As I’m writing the sun is setting through my cabin window, a cabin which looks out on a large lake.
When it gets dark the loons will come out and serenade, and the stars will be infinitely visible tonight because it’s dark and clear.
I’m reading a book by Eugene Peterson while here, and one chapter is particularly apropos because of what’s going on in the church where I pastor. The chapter is about David’s life at Ziklag, and there are two main points to see in the chapter:
- David and his followers, though they are the people of God, aren’t squeaky clean. David’s little ‘church’ is described as ‘everyone who was in distress, and everyone who was in debt, and everyone who was discontented. (I Samuel 22:2). There it is: the people who constitute the church!

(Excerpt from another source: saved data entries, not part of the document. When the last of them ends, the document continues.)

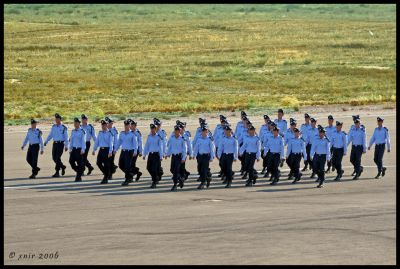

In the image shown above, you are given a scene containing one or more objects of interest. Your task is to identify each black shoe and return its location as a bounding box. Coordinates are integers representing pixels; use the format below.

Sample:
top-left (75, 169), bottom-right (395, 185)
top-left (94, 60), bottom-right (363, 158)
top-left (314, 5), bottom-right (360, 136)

top-left (325, 168), bottom-right (330, 173)
top-left (352, 175), bottom-right (359, 180)
top-left (242, 172), bottom-right (248, 179)
top-left (351, 170), bottom-right (356, 176)
top-left (240, 170), bottom-right (244, 176)
top-left (298, 173), bottom-right (303, 181)
top-left (288, 174), bottom-right (294, 180)
top-left (261, 167), bottom-right (266, 174)
top-left (310, 172), bottom-right (316, 179)
top-left (87, 166), bottom-right (94, 175)
top-left (197, 176), bottom-right (201, 182)
top-left (150, 182), bottom-right (156, 188)
top-left (375, 172), bottom-right (381, 179)
top-left (61, 165), bottom-right (66, 176)
top-left (315, 178), bottom-right (320, 182)
top-left (135, 171), bottom-right (142, 181)
top-left (197, 182), bottom-right (205, 189)
top-left (75, 177), bottom-right (82, 182)
top-left (382, 167), bottom-right (386, 177)
top-left (179, 179), bottom-right (184, 189)
top-left (100, 179), bottom-right (108, 184)
top-left (270, 180), bottom-right (277, 185)
top-left (291, 179), bottom-right (297, 184)
top-left (245, 179), bottom-right (252, 187)
top-left (334, 175), bottom-right (341, 181)
top-left (269, 175), bottom-right (273, 181)
top-left (52, 172), bottom-right (60, 178)
top-left (263, 172), bottom-right (269, 178)
top-left (29, 174), bottom-right (36, 179)
top-left (34, 167), bottom-right (41, 175)
top-left (317, 183), bottom-right (323, 188)
top-left (252, 175), bottom-right (258, 184)
top-left (222, 178), bottom-right (227, 184)
top-left (184, 171), bottom-right (190, 180)
top-left (108, 174), bottom-right (113, 180)
top-left (301, 166), bottom-right (308, 172)
top-left (221, 175), bottom-right (226, 182)
top-left (332, 167), bottom-right (336, 172)
top-left (217, 172), bottom-right (222, 177)
top-left (171, 184), bottom-right (177, 191)
top-left (206, 180), bottom-right (211, 188)
top-left (121, 179), bottom-right (130, 186)
top-left (225, 181), bottom-right (231, 188)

- Ziklag becomes for David a place of compromise (you’ll need to read about it on your own) and I think Peterson does a marvelous job of critiquing the critics. He complains that the moralists call this David’s time of failure because he compromised with the world, and he criticizes the secularists who claims that this is David’s time of brilliance because he compromises with the world.
Peterson says (in my words) – stop condemning or commending – it is what it is, and you don't know the whole story. Look for Christ in the midst of it and in the midst of the people there and get on with it. In his own words, he writes: “Ziklag, for me, is the premier biblical location for realizing that when we get serious about the Christian life we eventually end up in a place and among people decidedly uncongenial to what we had expected. That place and people is often called a church. It’s hard to get over the disappointment that God, having made an exception in my case, doesn’t call only nice people to repentance.”
These are valuable insights, because it’s incredibly easy for people never to connect or to lose connection because of condemning or commending the actions of people in the church, which is a way of condemning or commending the church. Peterson suggests that we look for Christ, and says that if we really look – we’ll find him among the rag-tag bunch that constitutes the community of God’s chosen. He says it this way: “I see Christ – for Christ plays in ten-thousand places/ lovely in limbs, and lovely in eyes not his/ to the Father, through the feature of men’s faces.”
And, of all the strange places – you’ll find Him in Ziklag, or Muskoka Woods, or Seattle – at Stone and 80th.
1 Comments:
I love Eugene Peterson!
I read the Message sometimes and think to myself: This guy really gets it!! The gospel is really as simple as he explains it!